Die große Tugend der Zurückhaltung

Die Kompetenz und den Willen des Partners anzuerkennen ist manchmal nicht ganz einfach. Es trägt allerdings maßgeblich zum Beziehungsglück bei

Frauen sind häufig die heimlichen Richtungsgeber in einer Beziehung. Sie organisieren sich selbst, Job und/oder Familie, den Beziehungsalltag und manchmal auch ihren Partner gleich mit. Das hat meist gar nicht den Hintergrund, dass sie es ihren Männern nicht zutrauen würden, aber manchmal geht es ihnen einfach zu langsam oder sie wollen es auf ihre ganz eigene Art machen.

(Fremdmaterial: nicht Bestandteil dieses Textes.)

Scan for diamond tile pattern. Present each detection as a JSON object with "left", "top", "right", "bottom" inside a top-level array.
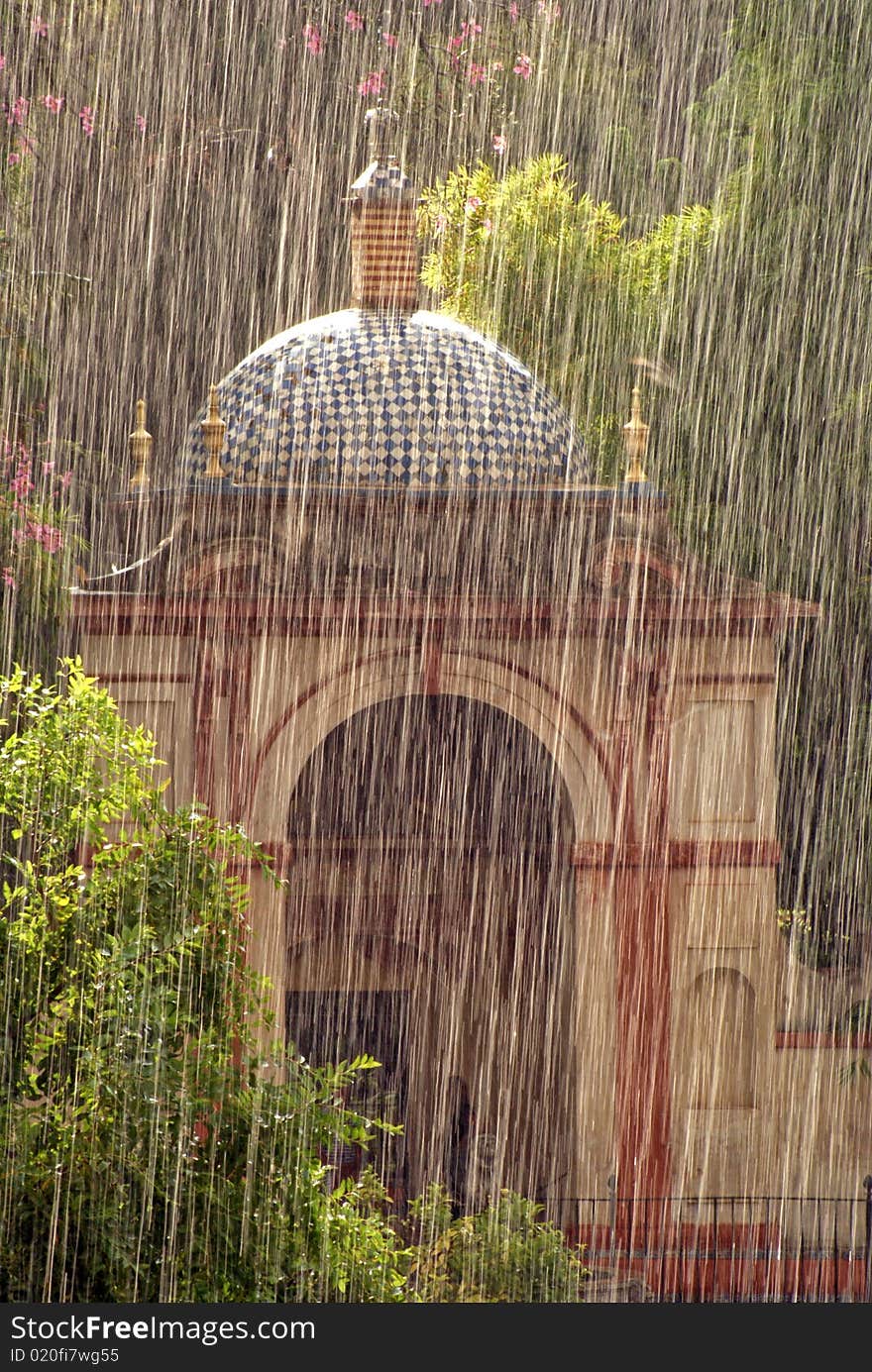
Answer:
[{"left": 185, "top": 310, "right": 591, "bottom": 489}]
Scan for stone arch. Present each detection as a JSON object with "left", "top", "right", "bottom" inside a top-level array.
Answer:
[
  {"left": 279, "top": 691, "right": 590, "bottom": 1197},
  {"left": 250, "top": 652, "right": 615, "bottom": 842},
  {"left": 688, "top": 966, "right": 757, "bottom": 1109}
]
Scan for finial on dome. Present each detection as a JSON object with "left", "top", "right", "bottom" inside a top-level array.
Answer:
[
  {"left": 128, "top": 400, "right": 151, "bottom": 488},
  {"left": 364, "top": 99, "right": 399, "bottom": 166},
  {"left": 623, "top": 385, "right": 649, "bottom": 481},
  {"left": 352, "top": 103, "right": 419, "bottom": 311},
  {"left": 200, "top": 385, "right": 227, "bottom": 477}
]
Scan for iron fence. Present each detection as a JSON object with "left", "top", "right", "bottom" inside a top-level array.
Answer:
[{"left": 560, "top": 1176, "right": 872, "bottom": 1302}]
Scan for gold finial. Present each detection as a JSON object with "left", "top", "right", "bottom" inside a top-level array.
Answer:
[
  {"left": 202, "top": 385, "right": 227, "bottom": 476},
  {"left": 623, "top": 385, "right": 648, "bottom": 481},
  {"left": 128, "top": 400, "right": 151, "bottom": 487}
]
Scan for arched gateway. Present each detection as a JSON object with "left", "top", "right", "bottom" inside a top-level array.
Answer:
[{"left": 74, "top": 115, "right": 862, "bottom": 1234}]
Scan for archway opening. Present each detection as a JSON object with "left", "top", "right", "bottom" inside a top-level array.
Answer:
[{"left": 287, "top": 695, "right": 578, "bottom": 1211}]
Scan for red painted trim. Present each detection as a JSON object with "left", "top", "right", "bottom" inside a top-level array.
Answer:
[
  {"left": 71, "top": 591, "right": 818, "bottom": 639},
  {"left": 775, "top": 1029, "right": 872, "bottom": 1052},
  {"left": 669, "top": 838, "right": 782, "bottom": 867},
  {"left": 420, "top": 634, "right": 442, "bottom": 695},
  {"left": 676, "top": 673, "right": 775, "bottom": 686},
  {"left": 569, "top": 838, "right": 782, "bottom": 871}
]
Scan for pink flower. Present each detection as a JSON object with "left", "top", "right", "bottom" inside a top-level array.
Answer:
[
  {"left": 10, "top": 463, "right": 33, "bottom": 506},
  {"left": 357, "top": 71, "right": 384, "bottom": 95},
  {"left": 302, "top": 24, "right": 324, "bottom": 54},
  {"left": 40, "top": 524, "right": 63, "bottom": 553},
  {"left": 3, "top": 95, "right": 30, "bottom": 129}
]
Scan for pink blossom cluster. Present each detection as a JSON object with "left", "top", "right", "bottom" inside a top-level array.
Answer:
[
  {"left": 12, "top": 519, "right": 63, "bottom": 553},
  {"left": 3, "top": 95, "right": 30, "bottom": 129},
  {"left": 357, "top": 71, "right": 384, "bottom": 95}
]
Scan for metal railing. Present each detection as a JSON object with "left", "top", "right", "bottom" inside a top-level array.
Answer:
[{"left": 560, "top": 1176, "right": 872, "bottom": 1302}]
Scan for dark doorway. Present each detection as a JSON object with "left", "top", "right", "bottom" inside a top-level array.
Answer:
[{"left": 287, "top": 991, "right": 409, "bottom": 1198}]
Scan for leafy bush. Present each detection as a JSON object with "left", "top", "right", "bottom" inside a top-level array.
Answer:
[
  {"left": 409, "top": 1186, "right": 588, "bottom": 1305},
  {"left": 0, "top": 663, "right": 405, "bottom": 1302}
]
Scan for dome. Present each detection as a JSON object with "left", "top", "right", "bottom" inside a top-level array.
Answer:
[{"left": 184, "top": 309, "right": 591, "bottom": 491}]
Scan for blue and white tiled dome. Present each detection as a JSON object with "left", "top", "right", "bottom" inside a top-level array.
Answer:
[{"left": 184, "top": 310, "right": 591, "bottom": 489}]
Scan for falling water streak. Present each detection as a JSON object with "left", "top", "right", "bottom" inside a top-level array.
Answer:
[{"left": 0, "top": 0, "right": 872, "bottom": 1298}]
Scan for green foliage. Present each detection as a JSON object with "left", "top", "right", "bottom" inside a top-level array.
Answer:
[
  {"left": 420, "top": 154, "right": 719, "bottom": 477},
  {"left": 779, "top": 908, "right": 854, "bottom": 972},
  {"left": 0, "top": 662, "right": 405, "bottom": 1302},
  {"left": 409, "top": 1186, "right": 588, "bottom": 1305}
]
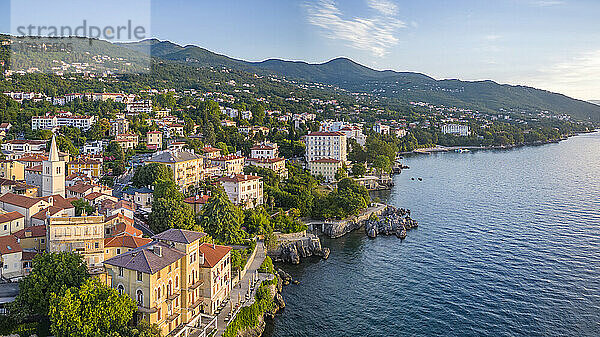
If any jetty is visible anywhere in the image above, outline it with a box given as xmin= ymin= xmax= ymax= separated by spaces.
xmin=305 ymin=203 xmax=388 ymax=238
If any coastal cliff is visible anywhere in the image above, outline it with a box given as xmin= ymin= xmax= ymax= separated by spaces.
xmin=267 ymin=233 xmax=329 ymax=264
xmin=232 ymin=277 xmax=285 ymax=337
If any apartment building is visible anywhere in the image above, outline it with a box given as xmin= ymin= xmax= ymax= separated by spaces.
xmin=0 ymin=235 xmax=23 ymax=280
xmin=210 ymin=154 xmax=244 ymax=175
xmin=305 ymin=131 xmax=347 ymax=163
xmin=146 ymin=131 xmax=162 ymax=150
xmin=442 ymin=124 xmax=471 ymax=137
xmin=0 ymin=210 xmax=25 ymax=236
xmin=308 ymin=158 xmax=342 ymax=182
xmin=250 ymin=143 xmax=279 ymax=159
xmin=46 ymin=215 xmax=104 ymax=269
xmin=67 ymin=157 xmax=102 ymax=178
xmin=2 ymin=139 xmax=48 ymax=155
xmin=110 ymin=118 xmax=129 ymax=136
xmin=31 ymin=113 xmax=96 ymax=131
xmin=104 ymin=229 xmax=220 ymax=336
xmin=146 ymin=150 xmax=204 ymax=190
xmin=0 ymin=160 xmax=25 ymax=180
xmin=246 ymin=158 xmax=288 ymax=179
xmin=125 ymin=99 xmax=152 ymax=114
xmin=219 ymin=174 xmax=263 ymax=208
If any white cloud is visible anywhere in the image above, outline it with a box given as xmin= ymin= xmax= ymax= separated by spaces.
xmin=483 ymin=34 xmax=502 ymax=41
xmin=532 ymin=0 xmax=565 ymax=7
xmin=523 ymin=50 xmax=600 ymax=99
xmin=306 ymin=0 xmax=406 ymax=57
xmin=367 ymin=0 xmax=398 ymax=16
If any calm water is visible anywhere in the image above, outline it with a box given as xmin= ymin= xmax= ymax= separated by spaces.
xmin=267 ymin=133 xmax=600 ymax=337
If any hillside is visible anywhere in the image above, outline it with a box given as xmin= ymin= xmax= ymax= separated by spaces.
xmin=119 ymin=40 xmax=600 ymax=121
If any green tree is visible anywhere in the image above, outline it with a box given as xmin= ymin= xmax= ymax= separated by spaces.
xmin=131 ymin=163 xmax=173 ymax=187
xmin=200 ymin=189 xmax=245 ymax=244
xmin=334 ymin=167 xmax=348 ymax=180
xmin=50 ymin=279 xmax=136 ymax=337
xmin=148 ymin=198 xmax=196 ymax=234
xmin=352 ymin=163 xmax=367 ymax=178
xmin=373 ymin=155 xmax=392 ymax=175
xmin=14 ymin=253 xmax=89 ymax=318
xmin=71 ymin=199 xmax=96 ymax=216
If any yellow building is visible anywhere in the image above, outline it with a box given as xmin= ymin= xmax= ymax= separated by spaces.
xmin=246 ymin=158 xmax=288 ymax=179
xmin=146 ymin=150 xmax=204 ymax=190
xmin=46 ymin=215 xmax=104 ymax=269
xmin=104 ymin=233 xmax=152 ymax=260
xmin=0 ymin=160 xmax=25 ymax=180
xmin=146 ymin=131 xmax=162 ymax=150
xmin=13 ymin=225 xmax=46 ymax=252
xmin=308 ymin=158 xmax=342 ymax=182
xmin=104 ymin=229 xmax=220 ymax=336
xmin=67 ymin=157 xmax=102 ymax=178
xmin=0 ymin=210 xmax=25 ymax=236
xmin=198 ymin=243 xmax=231 ymax=315
xmin=210 ymin=154 xmax=244 ymax=176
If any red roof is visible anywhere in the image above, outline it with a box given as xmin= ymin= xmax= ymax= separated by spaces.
xmin=211 ymin=154 xmax=244 ymax=161
xmin=0 ymin=211 xmax=24 ymax=223
xmin=308 ymin=131 xmax=344 ymax=137
xmin=312 ymin=158 xmax=340 ymax=164
xmin=219 ymin=174 xmax=261 ymax=183
xmin=183 ymin=195 xmax=210 ymax=205
xmin=198 ymin=243 xmax=231 ymax=268
xmin=13 ymin=225 xmax=46 ymax=239
xmin=202 ymin=146 xmax=221 ymax=153
xmin=104 ymin=234 xmax=152 ymax=248
xmin=248 ymin=158 xmax=285 ymax=164
xmin=0 ymin=193 xmax=43 ymax=208
xmin=25 ymin=164 xmax=42 ymax=173
xmin=0 ymin=235 xmax=23 ymax=255
xmin=250 ymin=144 xmax=275 ymax=150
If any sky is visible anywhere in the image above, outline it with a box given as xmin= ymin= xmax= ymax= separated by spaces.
xmin=0 ymin=0 xmax=600 ymax=100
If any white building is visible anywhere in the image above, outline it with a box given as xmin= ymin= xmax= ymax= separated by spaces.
xmin=125 ymin=99 xmax=152 ymax=114
xmin=305 ymin=131 xmax=347 ymax=163
xmin=42 ymin=136 xmax=65 ymax=198
xmin=250 ymin=143 xmax=279 ymax=159
xmin=219 ymin=174 xmax=263 ymax=208
xmin=2 ymin=139 xmax=48 ymax=154
xmin=31 ymin=113 xmax=96 ymax=131
xmin=373 ymin=123 xmax=390 ymax=135
xmin=308 ymin=158 xmax=342 ymax=182
xmin=442 ymin=124 xmax=471 ymax=137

Oft stelle ich fest, dass ich unzufrieden bin mit der Art und Weise, wie mein Mann gewisse Dinge erledigt oder plant. Nicht, dass er es schlechter gemacht hätte als ich – nur eben anders, als ich es mir vorgestellt habe. Und das missfällt mir. Leider – und das ist sicherlich menschlich (vielleicht auch ein typisch weiblicher Zug) – kann ich dann häufig nicht über meinen Schatten springen und seine Leistung anerkennen. Ganz einfach, weil ich es mir anders vorgestellt oder gewünscht hätte. Und diese Vorstellung war bei mir schon sehr konkret, während er sich vermutlich gar nicht groß den Kopf darüber zerbrochen hat. In solchen Momenten gelingt es mir einfach nicht, seine Kompetenz anzuerkennen und die Art, mit der er „das Problem“ gelöst hat, zu respektieren.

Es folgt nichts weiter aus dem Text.